11 Ways to Lighten Up Party Food

Calories still count — even when you’re hosting a good-time celebration
How to ‘Lighten’ Party Food

Party foods can be healthy too!


Planning the food is as essential to the perfect party as planning the playlist, the drinks, and the décor. The wrong spread can weigh down guests and make the entire event a sluggish snooze, so keep the dishes light, bright, and inviting. Simple snacks are your best bet: that way, you won’t have to hang around the treats table all night explaining what’s what to nervous guests.

11 Ways to Lighten Up Party Food

A few tips can go a long way when you’re trying to lighten the offerings. First things first: nix the fried foods. Everyone knows that fried foods contribute to obesity and heart disease, but it’s also worth noting that they can cause stomach upset, especially when consumed by people who aren’t used to them. If your friends are health nuts, it’s doubly important to reach for the baking sheet over the frying pan. Also, try incorporating more yogurt into your recipes. It’s a healthier option that replaces cream cheese, mayonnaise, and sour cream, especially in dips or sauces. And try laying out fruits and vegetables rather than chips and crackers for dipping — the dips you’ve prepared are the stars of the show, anyway. 

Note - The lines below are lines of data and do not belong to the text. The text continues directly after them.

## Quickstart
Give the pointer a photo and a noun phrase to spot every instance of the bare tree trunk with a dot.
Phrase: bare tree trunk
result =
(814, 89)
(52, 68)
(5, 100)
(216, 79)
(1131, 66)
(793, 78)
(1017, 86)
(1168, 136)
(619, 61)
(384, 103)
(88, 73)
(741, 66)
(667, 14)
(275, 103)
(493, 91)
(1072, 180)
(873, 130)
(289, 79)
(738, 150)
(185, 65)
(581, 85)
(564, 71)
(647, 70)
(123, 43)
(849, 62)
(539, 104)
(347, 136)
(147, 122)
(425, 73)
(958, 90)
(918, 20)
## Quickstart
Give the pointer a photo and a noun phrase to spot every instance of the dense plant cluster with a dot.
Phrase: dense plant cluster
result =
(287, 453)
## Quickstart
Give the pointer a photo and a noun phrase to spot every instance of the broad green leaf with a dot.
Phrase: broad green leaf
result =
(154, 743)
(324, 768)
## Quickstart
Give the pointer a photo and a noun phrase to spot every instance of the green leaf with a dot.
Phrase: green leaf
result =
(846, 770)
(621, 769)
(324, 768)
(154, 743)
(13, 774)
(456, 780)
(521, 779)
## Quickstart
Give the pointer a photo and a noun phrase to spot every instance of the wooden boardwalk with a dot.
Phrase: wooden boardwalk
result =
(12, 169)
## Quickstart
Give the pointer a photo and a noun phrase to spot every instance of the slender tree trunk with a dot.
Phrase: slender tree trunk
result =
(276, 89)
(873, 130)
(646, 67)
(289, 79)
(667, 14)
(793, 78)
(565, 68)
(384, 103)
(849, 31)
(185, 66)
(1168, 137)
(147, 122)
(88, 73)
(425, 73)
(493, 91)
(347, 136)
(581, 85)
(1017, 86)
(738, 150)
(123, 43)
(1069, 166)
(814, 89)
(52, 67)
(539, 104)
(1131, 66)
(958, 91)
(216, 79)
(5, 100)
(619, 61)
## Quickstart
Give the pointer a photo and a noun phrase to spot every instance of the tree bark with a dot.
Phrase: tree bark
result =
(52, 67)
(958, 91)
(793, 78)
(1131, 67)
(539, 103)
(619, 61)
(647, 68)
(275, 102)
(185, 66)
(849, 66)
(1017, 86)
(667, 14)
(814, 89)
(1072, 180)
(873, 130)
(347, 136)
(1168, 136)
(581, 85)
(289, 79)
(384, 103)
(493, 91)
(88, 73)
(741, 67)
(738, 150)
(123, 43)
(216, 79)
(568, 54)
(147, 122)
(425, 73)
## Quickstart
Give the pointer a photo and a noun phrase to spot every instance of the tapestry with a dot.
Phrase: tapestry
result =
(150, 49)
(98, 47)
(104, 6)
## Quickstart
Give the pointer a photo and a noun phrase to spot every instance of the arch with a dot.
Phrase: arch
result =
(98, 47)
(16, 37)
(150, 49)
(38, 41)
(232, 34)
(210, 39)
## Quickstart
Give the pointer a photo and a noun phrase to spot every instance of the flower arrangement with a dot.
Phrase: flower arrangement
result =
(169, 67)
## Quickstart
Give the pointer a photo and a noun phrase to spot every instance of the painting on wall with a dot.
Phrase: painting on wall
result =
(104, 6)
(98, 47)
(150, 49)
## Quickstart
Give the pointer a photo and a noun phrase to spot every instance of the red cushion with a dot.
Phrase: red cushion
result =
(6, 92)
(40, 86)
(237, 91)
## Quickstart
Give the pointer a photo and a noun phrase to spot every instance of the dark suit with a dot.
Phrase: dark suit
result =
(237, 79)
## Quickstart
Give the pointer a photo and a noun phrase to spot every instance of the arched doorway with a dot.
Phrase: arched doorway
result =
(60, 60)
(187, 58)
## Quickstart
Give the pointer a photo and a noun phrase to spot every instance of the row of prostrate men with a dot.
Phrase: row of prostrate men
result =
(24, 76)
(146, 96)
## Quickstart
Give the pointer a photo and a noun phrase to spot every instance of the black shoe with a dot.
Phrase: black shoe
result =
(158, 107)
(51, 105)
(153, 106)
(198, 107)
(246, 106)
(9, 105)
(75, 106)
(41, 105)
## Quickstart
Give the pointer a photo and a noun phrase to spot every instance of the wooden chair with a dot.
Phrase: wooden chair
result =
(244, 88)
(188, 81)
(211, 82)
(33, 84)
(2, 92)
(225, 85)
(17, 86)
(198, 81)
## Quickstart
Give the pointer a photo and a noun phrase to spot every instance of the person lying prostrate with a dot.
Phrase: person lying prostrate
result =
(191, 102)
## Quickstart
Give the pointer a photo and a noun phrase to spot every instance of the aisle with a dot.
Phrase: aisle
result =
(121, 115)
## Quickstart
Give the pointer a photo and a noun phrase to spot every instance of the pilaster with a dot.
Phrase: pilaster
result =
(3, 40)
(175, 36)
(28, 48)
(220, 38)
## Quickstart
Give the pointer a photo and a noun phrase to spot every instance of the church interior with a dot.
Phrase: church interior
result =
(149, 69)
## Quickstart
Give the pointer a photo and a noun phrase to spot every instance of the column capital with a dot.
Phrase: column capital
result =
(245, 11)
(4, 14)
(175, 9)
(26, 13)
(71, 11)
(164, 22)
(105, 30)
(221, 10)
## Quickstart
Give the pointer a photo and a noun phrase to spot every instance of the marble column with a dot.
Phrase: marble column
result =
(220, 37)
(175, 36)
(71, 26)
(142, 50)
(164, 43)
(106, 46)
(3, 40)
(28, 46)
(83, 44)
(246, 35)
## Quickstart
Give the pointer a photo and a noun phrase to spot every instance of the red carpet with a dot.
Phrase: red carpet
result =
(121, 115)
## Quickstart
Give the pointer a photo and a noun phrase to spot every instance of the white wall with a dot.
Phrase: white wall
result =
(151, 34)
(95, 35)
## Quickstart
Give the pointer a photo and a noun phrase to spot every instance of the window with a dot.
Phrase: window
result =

Opting for a healthier menu can be an excellent conversation starter, especially if you get creative and have fun with recipes. Lighter food keeps people on the dance floor, minimizes greasy napkins, and leaves everyone feeling better in the morning.

Baked Coconut Shrimp

For a healthy twist on a party favorite, try baking your shrimp instead of frying them. It cuts down on calories and greasy fingers. Use a combination of unsweetened coconut flakes, panko, and whole-wheat flour to make your crust more health-conscious.

Cauliflower Pizza


Ever hear of using grated cauliflower to make pizza crust? Well, today’s your lucky day! Cut back on carbs and grains by simply mixing 2 ½ cups grated cauliflower (microwaved until soft) with 1 lightly beaten egg and 2 tablespoons of Parmigiano-Reggiano cheese. Press the dough onto a pizza pan, and voila! You’ve got a healthy crust to top as you’d like.